Nagler: 'Draw a line under BBC HD debate'
BBC HD head Danielle Nagler has said that she now wants to "draw a line" under recent debate about picture quality on the channel.
After the BBC introduced new encoders on August 5, the bitrate on BBC HD dropped from 16Mbs to 9.7Mbs, a reduction of nearly 40%. Viewers subsequently reported various problems with picture quality and sound on the channel.
In response, BBC principal technologist Andy Quested has issued a series of technical breakdowns on key areas affecting the channel - including the audio issues, a history of HD encoders, current EBU recommendations, the BBC's HD testing processes and how programming styles can affect picture quality - in an effort to assuage the widespread concerns.
However, Nagler acknowledged that fresh comments on the BBC Internet Blog have shown that "there are still areas on which our views differ". She stressed that BBC HD is optimised to deliver a good viewing experience to typical household set-ups and so it is "not designed to be perfect at very close quarters or on a 90" projection screen".
She claimed that no currently-available HD channel actually delivers the same picture quality as a Blu-ray disc, "any more than standard definition television offers the same quality as DVDs".
Echoing Quested's comments, Nagler said that BBC HD will always support a range of production styles, including ones that are not the "bright, crisp look which for some is synonymous with HD". She welcomed all efforts towards HD experimentation by production teams, but also stressed how important it is for the BBC to "embrace those that deliver advances and to kill off those that don't".
"There has been a very thorough process of engagement by the BBC with these issues - both via the blog and through other routes. But that engagement in the debates around picture quality cannot automatically deliver agreement," she explained.
"There are programmes which some feel look disappointing, and others which are generally felt to look great. There have been no changes to the bitrate (of 9.7mbps) over this period. As we have indicated, there are some concerns that we have about picture handling in very specific circumstances by the new encoders. These are being addressed and will be fixed through software releases over the coming weeks."

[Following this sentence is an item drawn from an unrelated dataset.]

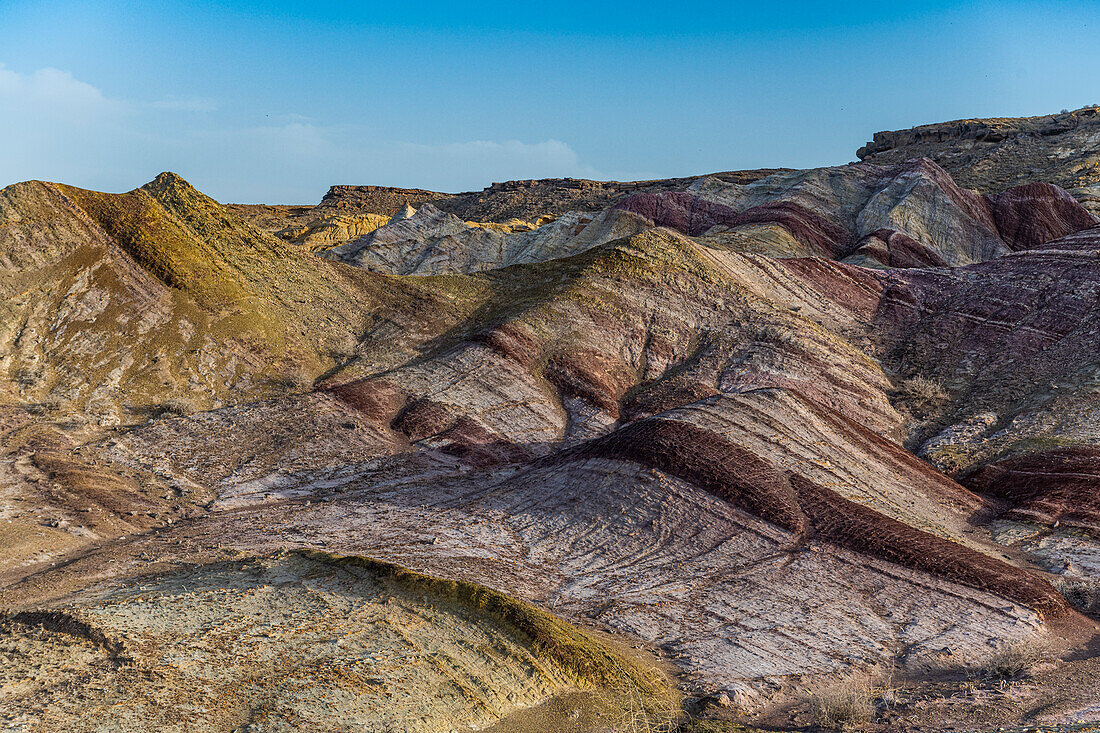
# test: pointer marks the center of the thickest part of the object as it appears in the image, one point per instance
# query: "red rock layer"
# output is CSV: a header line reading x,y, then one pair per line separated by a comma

Nagler said that it would be a "waste of time" for the BBC to produce a HD channel which looks the same as an SD service. She also dismissed suggestions that the bitrate reduction on BBC HD is due to the launch of Freeview HD, or that the corporation plans to launch BBC One HD on digital terrestrial television in early 2010 - although she did acknowledge viewer appetite to receive the channel at some point in the future.
As BBC HD will be launched on Freeview HD next year, Nagler said that the corporation is focused on strengthening and expanding the range of content available for viewers. She therefore now wants to "draw a line" under debate about the channel's picture quality.
"There will be no 'closing down' of this debate, any more than there has been to date. At times for administrative purposes it makes sense to concentrate discussion on a particular topic within a single thread. I don't think there is anyone reading this blog who could legitimately claim that they have been unable to find somewhere within the BBC to make their views clear," she concluded.
"Although our views may differ at times, I know that we do share a passion for HD as simply a fantastic way of bringing television pictures to life. I feel that it is now time to draw a line under my further contribution to the debate here. I'll be focusing on - and blogging about as appropriate - other issues relating to the development of BBC HD. And I will of course be keeping picture quality along every part of the HD production and broadcast chain under surveillance."